Kijkers blijken verrassingen ook te waarderen. „Een kwinkslag of het op een bepaalde manier op het verkeerde been zetten heeft een gunstig effect op de kijkers. Zij moeten wel in het begin van het filmpje zitten. Een leuke ontknoping op het eind doet de consument niets. Dat is verspilde moeite.”

Agressie
Leuke kwinkslagen en mooie stranden helpen de producenten van waspoeders of luiers weinig. „De reclameboodschappen voor deze producten roepen agressie, frustratie en wrevel op bij de kijkers. Wel gaat het om milde vormen van deze gevoelens. Het is niet zo dat de consument de gordijnen ingaat bij het zien van deze commercials. Over het algemeen kun je zeggen dat reclame voor producten die met persoonlijke hygiëne te maken hebben, wrevel oproepen.
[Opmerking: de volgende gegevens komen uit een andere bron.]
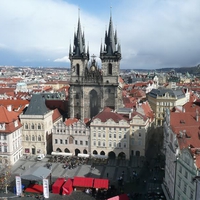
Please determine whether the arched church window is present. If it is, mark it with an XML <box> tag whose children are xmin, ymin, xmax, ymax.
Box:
<box><xmin>108</xmin><ymin>63</ymin><xmax>112</xmax><ymax>75</ymax></box>
<box><xmin>25</xmin><ymin>124</ymin><xmax>28</xmax><ymax>129</ymax></box>
<box><xmin>76</xmin><ymin>64</ymin><xmax>80</xmax><ymax>76</ymax></box>
<box><xmin>31</xmin><ymin>124</ymin><xmax>34</xmax><ymax>129</ymax></box>
<box><xmin>38</xmin><ymin>124</ymin><xmax>41</xmax><ymax>129</ymax></box>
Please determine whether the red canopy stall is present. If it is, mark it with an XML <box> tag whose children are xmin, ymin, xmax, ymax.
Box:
<box><xmin>62</xmin><ymin>178</ymin><xmax>73</xmax><ymax>195</ymax></box>
<box><xmin>108</xmin><ymin>194</ymin><xmax>129</xmax><ymax>200</ymax></box>
<box><xmin>73</xmin><ymin>176</ymin><xmax>94</xmax><ymax>190</ymax></box>
<box><xmin>93</xmin><ymin>178</ymin><xmax>109</xmax><ymax>189</ymax></box>
<box><xmin>52</xmin><ymin>178</ymin><xmax>66</xmax><ymax>194</ymax></box>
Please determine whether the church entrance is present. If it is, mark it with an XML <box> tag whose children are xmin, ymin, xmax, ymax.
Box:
<box><xmin>90</xmin><ymin>90</ymin><xmax>99</xmax><ymax>118</ymax></box>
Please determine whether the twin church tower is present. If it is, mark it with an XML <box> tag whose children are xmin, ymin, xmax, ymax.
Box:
<box><xmin>69</xmin><ymin>14</ymin><xmax>122</xmax><ymax>120</ymax></box>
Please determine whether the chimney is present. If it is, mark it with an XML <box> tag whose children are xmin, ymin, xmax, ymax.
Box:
<box><xmin>7</xmin><ymin>105</ymin><xmax>12</xmax><ymax>111</ymax></box>
<box><xmin>129</xmin><ymin>112</ymin><xmax>131</xmax><ymax>119</ymax></box>
<box><xmin>196</xmin><ymin>109</ymin><xmax>199</xmax><ymax>122</ymax></box>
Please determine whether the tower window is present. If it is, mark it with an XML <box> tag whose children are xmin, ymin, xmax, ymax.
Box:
<box><xmin>76</xmin><ymin>64</ymin><xmax>80</xmax><ymax>76</ymax></box>
<box><xmin>76</xmin><ymin>93</ymin><xmax>79</xmax><ymax>99</ymax></box>
<box><xmin>108</xmin><ymin>63</ymin><xmax>112</xmax><ymax>75</ymax></box>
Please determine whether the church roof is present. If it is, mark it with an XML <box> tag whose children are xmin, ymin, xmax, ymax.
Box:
<box><xmin>24</xmin><ymin>94</ymin><xmax>50</xmax><ymax>115</ymax></box>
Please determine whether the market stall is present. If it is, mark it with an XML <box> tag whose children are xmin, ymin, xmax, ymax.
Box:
<box><xmin>52</xmin><ymin>178</ymin><xmax>66</xmax><ymax>194</ymax></box>
<box><xmin>62</xmin><ymin>178</ymin><xmax>73</xmax><ymax>195</ymax></box>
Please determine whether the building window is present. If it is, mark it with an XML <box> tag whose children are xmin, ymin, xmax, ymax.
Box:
<box><xmin>183</xmin><ymin>183</ymin><xmax>187</xmax><ymax>194</ymax></box>
<box><xmin>31</xmin><ymin>124</ymin><xmax>34</xmax><ymax>129</ymax></box>
<box><xmin>190</xmin><ymin>188</ymin><xmax>194</xmax><ymax>200</ymax></box>
<box><xmin>38</xmin><ymin>135</ymin><xmax>41</xmax><ymax>141</ymax></box>
<box><xmin>185</xmin><ymin>171</ymin><xmax>188</xmax><ymax>178</ymax></box>
<box><xmin>177</xmin><ymin>192</ymin><xmax>181</xmax><ymax>200</ymax></box>
<box><xmin>25</xmin><ymin>124</ymin><xmax>28</xmax><ymax>129</ymax></box>
<box><xmin>113</xmin><ymin>142</ymin><xmax>116</xmax><ymax>147</ymax></box>
<box><xmin>3</xmin><ymin>134</ymin><xmax>6</xmax><ymax>140</ymax></box>
<box><xmin>179</xmin><ymin>165</ymin><xmax>182</xmax><ymax>173</ymax></box>
<box><xmin>109</xmin><ymin>142</ymin><xmax>112</xmax><ymax>147</ymax></box>
<box><xmin>38</xmin><ymin>124</ymin><xmax>41</xmax><ymax>129</ymax></box>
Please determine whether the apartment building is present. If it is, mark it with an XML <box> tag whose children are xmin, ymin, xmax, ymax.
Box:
<box><xmin>52</xmin><ymin>118</ymin><xmax>90</xmax><ymax>156</ymax></box>
<box><xmin>20</xmin><ymin>94</ymin><xmax>62</xmax><ymax>155</ymax></box>
<box><xmin>0</xmin><ymin>105</ymin><xmax>23</xmax><ymax>165</ymax></box>
<box><xmin>147</xmin><ymin>88</ymin><xmax>190</xmax><ymax>126</ymax></box>
<box><xmin>163</xmin><ymin>102</ymin><xmax>200</xmax><ymax>200</ymax></box>
<box><xmin>90</xmin><ymin>108</ymin><xmax>130</xmax><ymax>159</ymax></box>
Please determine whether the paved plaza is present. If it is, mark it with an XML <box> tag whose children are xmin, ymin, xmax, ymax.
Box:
<box><xmin>0</xmin><ymin>151</ymin><xmax>164</xmax><ymax>200</ymax></box>
<box><xmin>12</xmin><ymin>157</ymin><xmax>144</xmax><ymax>183</ymax></box>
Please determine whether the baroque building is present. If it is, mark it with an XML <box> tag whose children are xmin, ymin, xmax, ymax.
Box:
<box><xmin>69</xmin><ymin>17</ymin><xmax>122</xmax><ymax>120</ymax></box>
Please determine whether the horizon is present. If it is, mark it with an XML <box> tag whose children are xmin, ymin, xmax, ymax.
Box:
<box><xmin>0</xmin><ymin>0</ymin><xmax>200</xmax><ymax>70</ymax></box>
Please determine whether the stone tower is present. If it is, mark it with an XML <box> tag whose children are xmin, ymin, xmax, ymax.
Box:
<box><xmin>69</xmin><ymin>14</ymin><xmax>122</xmax><ymax>119</ymax></box>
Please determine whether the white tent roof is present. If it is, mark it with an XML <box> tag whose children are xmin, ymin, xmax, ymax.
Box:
<box><xmin>21</xmin><ymin>167</ymin><xmax>51</xmax><ymax>181</ymax></box>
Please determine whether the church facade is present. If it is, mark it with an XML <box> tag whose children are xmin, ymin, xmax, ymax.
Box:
<box><xmin>69</xmin><ymin>17</ymin><xmax>122</xmax><ymax>119</ymax></box>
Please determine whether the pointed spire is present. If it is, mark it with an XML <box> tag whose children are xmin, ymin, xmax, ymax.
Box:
<box><xmin>87</xmin><ymin>42</ymin><xmax>90</xmax><ymax>60</ymax></box>
<box><xmin>69</xmin><ymin>42</ymin><xmax>72</xmax><ymax>58</ymax></box>
<box><xmin>115</xmin><ymin>30</ymin><xmax>117</xmax><ymax>45</ymax></box>
<box><xmin>100</xmin><ymin>10</ymin><xmax>121</xmax><ymax>59</ymax></box>
<box><xmin>100</xmin><ymin>42</ymin><xmax>103</xmax><ymax>55</ymax></box>
<box><xmin>71</xmin><ymin>9</ymin><xmax>87</xmax><ymax>59</ymax></box>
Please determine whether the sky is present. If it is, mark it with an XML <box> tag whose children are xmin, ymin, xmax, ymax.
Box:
<box><xmin>0</xmin><ymin>0</ymin><xmax>200</xmax><ymax>70</ymax></box>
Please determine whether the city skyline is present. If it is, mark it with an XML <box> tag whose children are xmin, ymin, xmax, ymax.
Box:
<box><xmin>0</xmin><ymin>0</ymin><xmax>200</xmax><ymax>69</ymax></box>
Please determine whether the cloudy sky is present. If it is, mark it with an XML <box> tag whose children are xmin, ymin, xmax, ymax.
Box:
<box><xmin>0</xmin><ymin>0</ymin><xmax>200</xmax><ymax>69</ymax></box>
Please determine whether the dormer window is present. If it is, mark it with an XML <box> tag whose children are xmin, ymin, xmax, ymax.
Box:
<box><xmin>0</xmin><ymin>123</ymin><xmax>5</xmax><ymax>130</ymax></box>
<box><xmin>14</xmin><ymin>120</ymin><xmax>18</xmax><ymax>127</ymax></box>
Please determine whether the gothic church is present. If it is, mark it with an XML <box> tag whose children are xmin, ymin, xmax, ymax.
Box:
<box><xmin>69</xmin><ymin>17</ymin><xmax>122</xmax><ymax>120</ymax></box>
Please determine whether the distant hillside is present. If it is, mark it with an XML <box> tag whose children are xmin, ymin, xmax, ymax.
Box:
<box><xmin>123</xmin><ymin>64</ymin><xmax>200</xmax><ymax>77</ymax></box>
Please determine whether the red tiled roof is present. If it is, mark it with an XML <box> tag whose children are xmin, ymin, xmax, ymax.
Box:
<box><xmin>0</xmin><ymin>99</ymin><xmax>29</xmax><ymax>114</ymax></box>
<box><xmin>0</xmin><ymin>106</ymin><xmax>22</xmax><ymax>133</ymax></box>
<box><xmin>93</xmin><ymin>178</ymin><xmax>109</xmax><ymax>189</ymax></box>
<box><xmin>65</xmin><ymin>118</ymin><xmax>78</xmax><ymax>126</ymax></box>
<box><xmin>93</xmin><ymin>107</ymin><xmax>126</xmax><ymax>123</ymax></box>
<box><xmin>52</xmin><ymin>108</ymin><xmax>62</xmax><ymax>122</ymax></box>
<box><xmin>73</xmin><ymin>176</ymin><xmax>94</xmax><ymax>188</ymax></box>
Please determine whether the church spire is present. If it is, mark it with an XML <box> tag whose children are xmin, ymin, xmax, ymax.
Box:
<box><xmin>70</xmin><ymin>9</ymin><xmax>88</xmax><ymax>59</ymax></box>
<box><xmin>100</xmin><ymin>11</ymin><xmax>121</xmax><ymax>59</ymax></box>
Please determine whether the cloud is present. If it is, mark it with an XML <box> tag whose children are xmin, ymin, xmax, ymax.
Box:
<box><xmin>0</xmin><ymin>0</ymin><xmax>200</xmax><ymax>69</ymax></box>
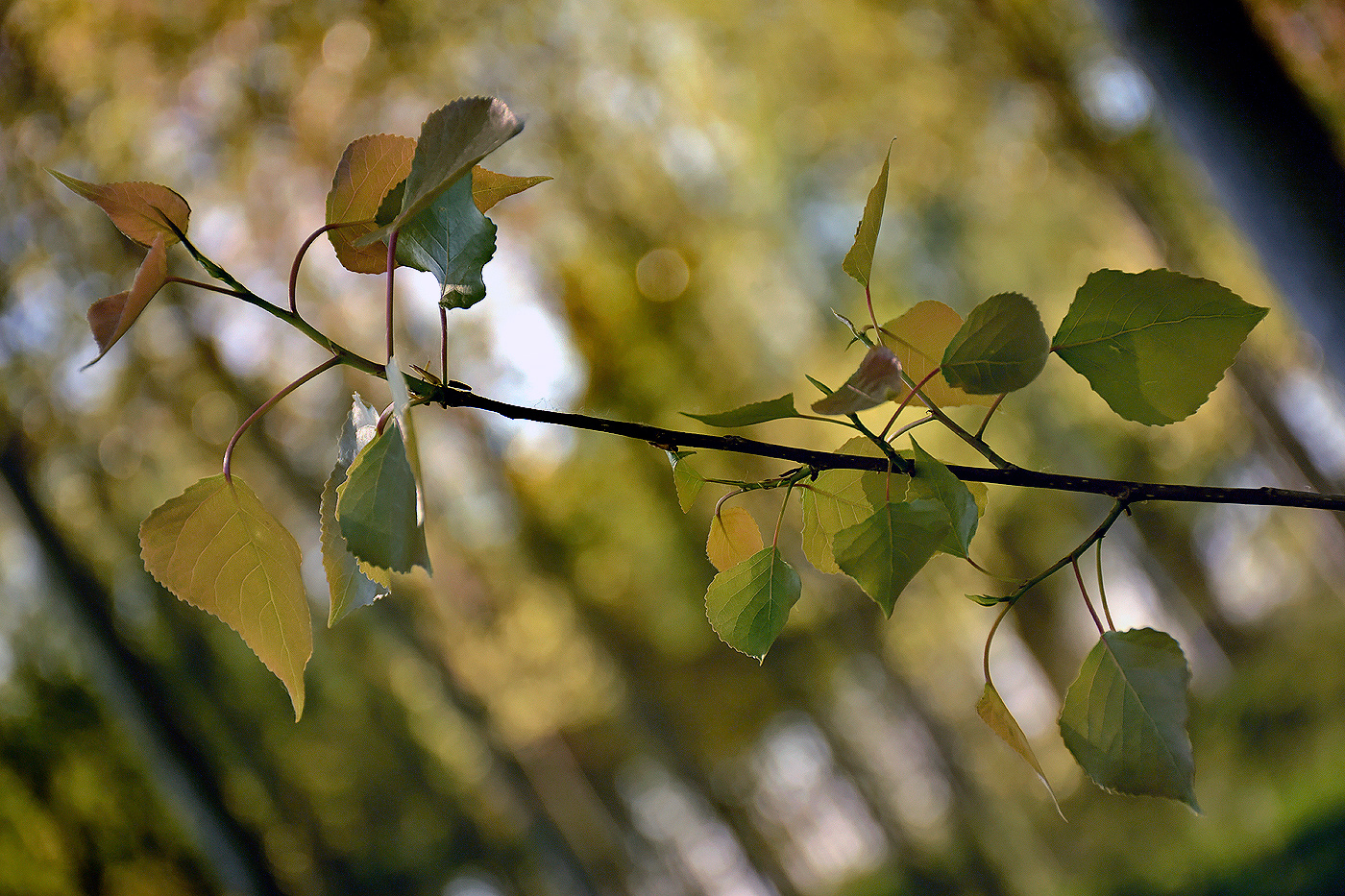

Wij willen blijkbaar niet al te nadrukkelijk op het noodzakelijke gebruik van deze producten gewezen worden.”

Weinig waardering was er bij Fennis' kijkers voor spotjes die in het buitenland zijn gemaakt. „In uit Duitsland afkomstige commercials voor zeep wordt de vrouw nogal vaak als een huisvrouw neergezet. Daarbij wordt ingespeeld op familiewaarden die bij de oosterburen sterker leven dan in Nederland. Zo'n spotje leent zich er dus niet goed voor om in Nederland reclame te maken voor een product. Gebruikt de producent het toch, dan heeft hij alleen zichzelf. Alle publiciteit is nog geen goede publiciteit. Alleen als publiciteit positief is, werkt zij goed.”